Deep pools of capital
The institutional support for this spending has been tremendous, with shareholders backing boardroom boldness.
“The proactivity in board rooms is very encouraging, whether through action on M&A or financing large infrastructure projects via equity,” said an investor at a large institutional asset manager. “My only disappointment is we haven’t seen a lot more.
“There was a lot of this talk at the beginning of the year, which was then paused by Liberation Day and tariffs, with companies not wanting to make big decisions until they had more visibility. Hopefully, we will start to see more of now.”
But there are deep pools of support also to be found in private markets.
The decision to sell a minority stake in TenneT Germany to a private consortium of buyers rather than list the business seems a pivotal moment, given the roughly EUR 65bn of upgrades required across its grid in the next few years.
Deep-pocketed investors like APG, Singapore sovereign wealth fund GIC and Norges Bank Investment Management committing such substantial private capital to its capex plans augurs well for European corporates next year, particularly infrastructure businesses, in moving ahead on huge strategic projects.
“In the US there is an administration that is very ‘America First’-focused, and a real feeling from investors and the broader financial industry that a lot will happen in Europe and now is the time to be riding that wave,” said a senior European coverage banker.
Can European stocks weather the US storm?
However positive the picture around corporate Europe looks, it should not be assessed through rose-tinted glasses, with a weaker global macroeconomic outlook for 2026 and growing concerns over a stock market bubble the other side of the Atlantic.
There are three major contributors to these concerns. US President Donald Trump’s tariff policies, which returned with a vengeance at the beginning of October, the health of the US and global economy, and a growing fear over the sustainability of US artificial intelligence valuations, even as the technology cements itself into corporate workflows.
Third-quarter results so far are not showing any slowing of AI demand yet. Swiss-listed ABB pointed to surging US demand for data centres in its results, and, in its guidance, Nasdaq-listed Oracle’s results were supported by what it cited as ‘staggering’ AI Demand.
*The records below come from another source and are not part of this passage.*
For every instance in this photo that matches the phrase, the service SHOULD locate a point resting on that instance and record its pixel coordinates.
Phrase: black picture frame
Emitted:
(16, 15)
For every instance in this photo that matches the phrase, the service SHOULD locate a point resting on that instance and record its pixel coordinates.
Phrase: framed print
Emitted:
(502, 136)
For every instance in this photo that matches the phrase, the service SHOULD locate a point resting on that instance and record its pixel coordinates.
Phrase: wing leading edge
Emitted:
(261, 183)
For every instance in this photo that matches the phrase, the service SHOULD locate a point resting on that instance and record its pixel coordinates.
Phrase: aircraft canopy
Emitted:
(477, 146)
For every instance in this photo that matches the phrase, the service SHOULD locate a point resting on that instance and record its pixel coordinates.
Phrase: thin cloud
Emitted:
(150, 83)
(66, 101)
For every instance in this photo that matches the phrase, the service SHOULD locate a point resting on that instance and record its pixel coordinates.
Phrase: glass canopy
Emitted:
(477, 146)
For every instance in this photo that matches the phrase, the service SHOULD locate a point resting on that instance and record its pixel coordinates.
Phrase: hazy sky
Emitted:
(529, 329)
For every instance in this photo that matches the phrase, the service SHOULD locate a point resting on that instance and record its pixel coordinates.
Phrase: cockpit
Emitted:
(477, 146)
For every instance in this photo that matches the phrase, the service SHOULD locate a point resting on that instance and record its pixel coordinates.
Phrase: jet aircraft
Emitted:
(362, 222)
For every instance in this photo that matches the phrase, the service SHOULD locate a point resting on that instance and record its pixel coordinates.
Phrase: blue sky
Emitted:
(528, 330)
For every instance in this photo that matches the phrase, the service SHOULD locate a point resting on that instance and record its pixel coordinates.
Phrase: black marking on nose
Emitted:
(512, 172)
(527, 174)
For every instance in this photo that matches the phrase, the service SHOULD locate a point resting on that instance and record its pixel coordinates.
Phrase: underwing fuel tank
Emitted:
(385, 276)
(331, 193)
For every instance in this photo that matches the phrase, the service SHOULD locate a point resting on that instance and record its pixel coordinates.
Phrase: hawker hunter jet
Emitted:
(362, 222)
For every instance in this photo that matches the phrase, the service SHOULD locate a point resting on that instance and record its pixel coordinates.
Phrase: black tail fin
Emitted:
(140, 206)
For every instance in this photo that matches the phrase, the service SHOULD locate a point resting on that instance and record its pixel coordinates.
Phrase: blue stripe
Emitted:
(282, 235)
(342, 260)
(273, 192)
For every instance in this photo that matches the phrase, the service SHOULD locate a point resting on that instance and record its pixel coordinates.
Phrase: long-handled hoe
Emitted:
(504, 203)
But despite the health of the industry in the last three months and a healthy backlog of orders, fears over an AI bubble were cited as the number one risk among fund managers interviewed for Bank of America’s October Global Fund Manager Survey.
Economic worries are also starting to be validated, particularly in US private credit, following the collapse of auto lender and car retailer Tricolor and the bankruptcy of auto parts maker First Brands.
European equities have proven popular this year as a counterweight to overallocation to a handful of mega-cap US tech stocks.
Should US stocks fall through, there would be a question whether Europe could weather that storm enough for corporates to continue their ambitious spending plans through next year. The party is clearly not over yet. While US stocks took a hit at the end of last week on private credit concerns, they quickly bounced off the lows, showing that investors are not willing to take risk off the table yet.
“The market generally feels frothy, but the reason they have been so strong is that if you are not fully invested, you would have done badly this year,” said the investor.
“The market seems to be in a bit of a holding pattern, but there is clearly risk. I would hope Europe could be insulated by it a bit, at least against AI, given the lack of that industry here, but when the US falls, everything here also tends to suffer.”
European corporates have a clear window to move ahead with transformational strategic spending and can fund it largely with equity, if they so choose, either public or private.
But if the music stops in the US, the European party could end early as well.